None of this really helps to shed light on the problem, though...

thomasgibson commented 5 years ago

OK. So I ran an experiment and found the source of the problem. Basically I set all solvers to be preonly. I took a single application of the multigrid method (using LU on the P1 problem) and checked the output of the scalar field (pre-smooth, coarse direct solve, post-smooth). I noticed that the output for SCPC is flipped in sign (HybridizationPC was fine). The infamous sign error.

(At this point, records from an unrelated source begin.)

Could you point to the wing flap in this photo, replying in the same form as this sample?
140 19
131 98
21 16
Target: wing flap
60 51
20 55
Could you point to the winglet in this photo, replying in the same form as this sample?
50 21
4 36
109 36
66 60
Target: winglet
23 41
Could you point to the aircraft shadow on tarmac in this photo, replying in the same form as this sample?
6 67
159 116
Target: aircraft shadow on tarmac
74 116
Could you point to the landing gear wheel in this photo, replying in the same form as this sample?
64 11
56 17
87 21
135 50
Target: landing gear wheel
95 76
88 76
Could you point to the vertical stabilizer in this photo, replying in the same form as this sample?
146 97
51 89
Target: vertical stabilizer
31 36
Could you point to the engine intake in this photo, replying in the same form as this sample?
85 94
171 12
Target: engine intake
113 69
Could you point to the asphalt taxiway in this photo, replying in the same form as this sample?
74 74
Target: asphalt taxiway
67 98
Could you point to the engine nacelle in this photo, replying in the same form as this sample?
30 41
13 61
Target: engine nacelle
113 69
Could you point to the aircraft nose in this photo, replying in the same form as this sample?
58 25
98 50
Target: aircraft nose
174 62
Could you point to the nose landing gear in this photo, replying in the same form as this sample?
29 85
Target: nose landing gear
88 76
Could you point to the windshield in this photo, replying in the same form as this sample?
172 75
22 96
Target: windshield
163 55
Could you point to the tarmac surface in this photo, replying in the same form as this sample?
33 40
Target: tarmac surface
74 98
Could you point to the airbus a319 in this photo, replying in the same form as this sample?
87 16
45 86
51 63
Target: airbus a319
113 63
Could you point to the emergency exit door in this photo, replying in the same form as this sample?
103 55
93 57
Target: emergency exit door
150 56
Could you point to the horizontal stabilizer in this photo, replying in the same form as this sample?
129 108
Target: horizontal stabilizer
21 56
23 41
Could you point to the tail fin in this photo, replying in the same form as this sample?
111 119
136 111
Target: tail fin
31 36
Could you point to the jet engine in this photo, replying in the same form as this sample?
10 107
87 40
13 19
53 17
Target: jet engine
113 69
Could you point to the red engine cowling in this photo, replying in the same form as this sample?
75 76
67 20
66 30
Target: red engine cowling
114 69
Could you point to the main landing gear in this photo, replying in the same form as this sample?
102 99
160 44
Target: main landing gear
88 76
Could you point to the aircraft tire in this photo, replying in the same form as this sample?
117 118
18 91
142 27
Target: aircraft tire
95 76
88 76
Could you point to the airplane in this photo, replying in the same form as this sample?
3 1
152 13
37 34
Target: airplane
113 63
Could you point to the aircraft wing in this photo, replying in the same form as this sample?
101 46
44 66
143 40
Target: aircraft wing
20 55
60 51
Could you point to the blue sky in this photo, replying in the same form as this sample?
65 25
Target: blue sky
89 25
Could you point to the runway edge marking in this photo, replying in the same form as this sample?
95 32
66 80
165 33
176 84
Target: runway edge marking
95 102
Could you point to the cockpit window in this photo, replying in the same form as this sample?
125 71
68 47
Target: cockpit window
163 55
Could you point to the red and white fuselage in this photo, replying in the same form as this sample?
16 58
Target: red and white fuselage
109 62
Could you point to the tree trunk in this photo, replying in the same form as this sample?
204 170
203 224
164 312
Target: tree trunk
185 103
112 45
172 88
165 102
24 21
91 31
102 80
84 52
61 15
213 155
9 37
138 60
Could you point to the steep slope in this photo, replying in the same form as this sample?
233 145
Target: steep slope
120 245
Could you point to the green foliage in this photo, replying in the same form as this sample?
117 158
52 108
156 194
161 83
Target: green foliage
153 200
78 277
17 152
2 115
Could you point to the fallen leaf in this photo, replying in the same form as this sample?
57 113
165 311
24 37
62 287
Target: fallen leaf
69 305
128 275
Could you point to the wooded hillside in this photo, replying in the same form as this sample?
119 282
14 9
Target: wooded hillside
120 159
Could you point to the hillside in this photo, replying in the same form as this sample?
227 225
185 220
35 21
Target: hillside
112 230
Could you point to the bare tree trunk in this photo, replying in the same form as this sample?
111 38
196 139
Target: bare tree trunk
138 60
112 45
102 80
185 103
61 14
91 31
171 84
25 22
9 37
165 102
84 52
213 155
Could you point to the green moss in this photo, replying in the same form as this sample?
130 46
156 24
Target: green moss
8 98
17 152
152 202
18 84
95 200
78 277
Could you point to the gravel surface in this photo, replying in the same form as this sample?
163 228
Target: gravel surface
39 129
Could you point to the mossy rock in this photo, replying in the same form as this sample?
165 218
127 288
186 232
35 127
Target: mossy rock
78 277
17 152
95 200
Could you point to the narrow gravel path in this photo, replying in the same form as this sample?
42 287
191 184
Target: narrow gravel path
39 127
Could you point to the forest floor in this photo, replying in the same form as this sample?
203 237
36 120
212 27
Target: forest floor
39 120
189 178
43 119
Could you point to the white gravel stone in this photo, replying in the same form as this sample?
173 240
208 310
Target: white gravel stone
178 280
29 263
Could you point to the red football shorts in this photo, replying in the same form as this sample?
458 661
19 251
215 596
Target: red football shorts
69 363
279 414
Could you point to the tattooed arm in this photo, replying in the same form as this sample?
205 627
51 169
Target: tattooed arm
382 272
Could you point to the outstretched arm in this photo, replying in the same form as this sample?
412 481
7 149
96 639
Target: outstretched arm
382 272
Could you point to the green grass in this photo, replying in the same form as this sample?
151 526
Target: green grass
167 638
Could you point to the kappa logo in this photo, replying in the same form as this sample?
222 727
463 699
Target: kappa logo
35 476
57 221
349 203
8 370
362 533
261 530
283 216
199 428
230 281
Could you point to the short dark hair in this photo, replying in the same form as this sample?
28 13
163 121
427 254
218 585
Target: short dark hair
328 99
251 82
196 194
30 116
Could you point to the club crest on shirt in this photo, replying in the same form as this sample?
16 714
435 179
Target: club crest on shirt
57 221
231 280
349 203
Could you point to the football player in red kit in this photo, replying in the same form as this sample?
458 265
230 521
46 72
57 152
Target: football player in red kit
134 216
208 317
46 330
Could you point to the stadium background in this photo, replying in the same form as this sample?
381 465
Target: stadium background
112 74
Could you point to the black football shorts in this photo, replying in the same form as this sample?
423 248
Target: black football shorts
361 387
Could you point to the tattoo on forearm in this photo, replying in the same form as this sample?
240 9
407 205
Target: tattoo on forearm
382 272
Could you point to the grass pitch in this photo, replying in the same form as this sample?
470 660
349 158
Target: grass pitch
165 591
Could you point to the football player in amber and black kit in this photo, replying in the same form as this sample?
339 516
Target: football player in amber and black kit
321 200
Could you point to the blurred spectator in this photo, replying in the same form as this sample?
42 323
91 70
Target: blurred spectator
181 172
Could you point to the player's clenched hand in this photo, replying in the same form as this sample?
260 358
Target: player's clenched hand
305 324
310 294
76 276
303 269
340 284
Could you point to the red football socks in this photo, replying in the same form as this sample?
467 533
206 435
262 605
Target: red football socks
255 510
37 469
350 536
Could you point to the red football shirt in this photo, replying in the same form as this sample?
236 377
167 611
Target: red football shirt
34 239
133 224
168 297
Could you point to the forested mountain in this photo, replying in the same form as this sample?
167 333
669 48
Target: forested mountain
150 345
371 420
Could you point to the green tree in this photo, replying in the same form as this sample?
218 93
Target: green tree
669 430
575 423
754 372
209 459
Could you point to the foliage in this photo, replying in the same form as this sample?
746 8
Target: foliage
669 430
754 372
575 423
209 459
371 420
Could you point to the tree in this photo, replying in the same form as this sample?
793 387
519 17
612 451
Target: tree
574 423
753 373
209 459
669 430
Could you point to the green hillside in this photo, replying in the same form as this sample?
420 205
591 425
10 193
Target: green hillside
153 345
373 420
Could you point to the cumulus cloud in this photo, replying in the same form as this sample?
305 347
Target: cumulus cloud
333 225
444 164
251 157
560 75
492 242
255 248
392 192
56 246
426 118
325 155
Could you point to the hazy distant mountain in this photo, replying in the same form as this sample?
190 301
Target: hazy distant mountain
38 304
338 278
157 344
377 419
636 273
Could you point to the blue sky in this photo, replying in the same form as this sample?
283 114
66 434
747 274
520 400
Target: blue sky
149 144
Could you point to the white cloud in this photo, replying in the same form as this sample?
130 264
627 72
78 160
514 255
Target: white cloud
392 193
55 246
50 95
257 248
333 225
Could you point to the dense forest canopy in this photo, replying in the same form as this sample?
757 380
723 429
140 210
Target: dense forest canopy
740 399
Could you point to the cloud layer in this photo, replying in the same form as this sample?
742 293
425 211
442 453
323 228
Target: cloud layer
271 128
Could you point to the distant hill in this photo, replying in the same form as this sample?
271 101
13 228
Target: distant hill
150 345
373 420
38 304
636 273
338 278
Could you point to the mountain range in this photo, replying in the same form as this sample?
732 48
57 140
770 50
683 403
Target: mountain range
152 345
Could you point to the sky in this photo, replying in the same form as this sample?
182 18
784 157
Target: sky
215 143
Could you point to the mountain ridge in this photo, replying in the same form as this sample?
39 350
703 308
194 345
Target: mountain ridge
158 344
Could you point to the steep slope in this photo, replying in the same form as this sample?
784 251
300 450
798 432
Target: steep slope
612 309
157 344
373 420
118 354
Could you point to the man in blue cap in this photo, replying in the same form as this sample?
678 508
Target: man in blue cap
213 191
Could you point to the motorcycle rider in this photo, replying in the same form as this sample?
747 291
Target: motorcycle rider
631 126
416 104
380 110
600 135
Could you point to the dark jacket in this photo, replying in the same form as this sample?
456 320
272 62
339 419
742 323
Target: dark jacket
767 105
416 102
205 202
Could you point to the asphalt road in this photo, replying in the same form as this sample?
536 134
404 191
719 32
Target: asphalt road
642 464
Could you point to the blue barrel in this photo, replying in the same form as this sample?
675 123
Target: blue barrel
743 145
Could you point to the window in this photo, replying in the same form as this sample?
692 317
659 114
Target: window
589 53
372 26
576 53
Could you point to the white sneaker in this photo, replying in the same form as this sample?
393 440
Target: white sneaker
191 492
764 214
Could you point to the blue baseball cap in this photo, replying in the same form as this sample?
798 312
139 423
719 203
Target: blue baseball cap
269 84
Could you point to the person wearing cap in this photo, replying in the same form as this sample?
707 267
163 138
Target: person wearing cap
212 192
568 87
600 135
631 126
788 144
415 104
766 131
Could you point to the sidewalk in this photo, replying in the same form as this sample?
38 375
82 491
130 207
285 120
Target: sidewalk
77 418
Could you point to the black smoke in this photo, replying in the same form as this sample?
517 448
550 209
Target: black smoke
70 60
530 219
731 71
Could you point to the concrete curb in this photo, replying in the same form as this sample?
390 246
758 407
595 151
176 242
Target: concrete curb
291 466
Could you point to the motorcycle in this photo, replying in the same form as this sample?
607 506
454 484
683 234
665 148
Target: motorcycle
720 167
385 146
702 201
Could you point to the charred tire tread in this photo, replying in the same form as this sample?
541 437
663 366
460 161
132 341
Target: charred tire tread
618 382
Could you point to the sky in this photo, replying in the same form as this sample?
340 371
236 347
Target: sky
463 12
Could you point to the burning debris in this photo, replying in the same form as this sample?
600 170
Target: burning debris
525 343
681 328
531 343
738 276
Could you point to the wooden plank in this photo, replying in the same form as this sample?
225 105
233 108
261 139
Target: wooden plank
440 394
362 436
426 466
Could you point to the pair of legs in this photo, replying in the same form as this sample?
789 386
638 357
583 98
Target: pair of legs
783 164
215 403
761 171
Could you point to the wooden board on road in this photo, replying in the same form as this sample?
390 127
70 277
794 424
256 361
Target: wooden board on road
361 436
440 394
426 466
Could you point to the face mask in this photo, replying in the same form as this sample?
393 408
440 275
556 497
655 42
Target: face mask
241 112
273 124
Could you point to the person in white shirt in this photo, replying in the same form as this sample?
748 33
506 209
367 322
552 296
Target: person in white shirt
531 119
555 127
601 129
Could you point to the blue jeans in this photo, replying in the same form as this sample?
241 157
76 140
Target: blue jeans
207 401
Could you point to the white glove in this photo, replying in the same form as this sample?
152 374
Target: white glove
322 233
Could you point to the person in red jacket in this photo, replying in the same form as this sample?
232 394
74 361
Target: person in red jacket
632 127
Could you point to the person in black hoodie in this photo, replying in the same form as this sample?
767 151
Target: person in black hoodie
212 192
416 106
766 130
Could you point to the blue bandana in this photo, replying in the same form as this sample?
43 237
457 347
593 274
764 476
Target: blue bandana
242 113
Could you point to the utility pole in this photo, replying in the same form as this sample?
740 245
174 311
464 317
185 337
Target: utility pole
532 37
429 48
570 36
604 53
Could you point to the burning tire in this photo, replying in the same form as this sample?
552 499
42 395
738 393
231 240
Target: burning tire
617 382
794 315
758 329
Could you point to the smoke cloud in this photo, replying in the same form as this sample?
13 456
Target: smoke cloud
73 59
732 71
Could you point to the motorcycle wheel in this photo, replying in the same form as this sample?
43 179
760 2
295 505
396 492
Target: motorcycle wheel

Now, consider the hybridizable formulation of a saddle point mixed equation:

a(u, w) - b(p, w) + c(lambda, w) = f
b(q, u) + d(q, p)                = g
c(gamma, u)                      = 0

In the last equation is the transmission condition, forcing the flux u to be single-valued on mesh facets. I realized that in the HybridizationPC, we scale the transmission equation by -1, which is fine because this doesn't change the problem. This actually equivalent to what Cockburn et al. has done when analyzing the condensed system. IOW, this was done to ensure we actually get a positive definite operator. To test this, I rewrote the problem in UFL as:

a(u, w) - b(p, w) + c(lambda, w) = f
b(q, u) + d(q, p)                = g
-c(gamma, u)                     = 0

Again, mathematically equivalent, but now SCPC produces an SPD operator where everything works in serial and parallel. I have added a test in https://github.com/firedrakeproject/firedrake/commit/7d2019b3bcbf959c5fb00cfaf7dce4ea9158baf1. I also tested this in @eikehmueller and Jack's HDG code using SCPC + GTMGPC. It's working now. So I believe this has now been resolved.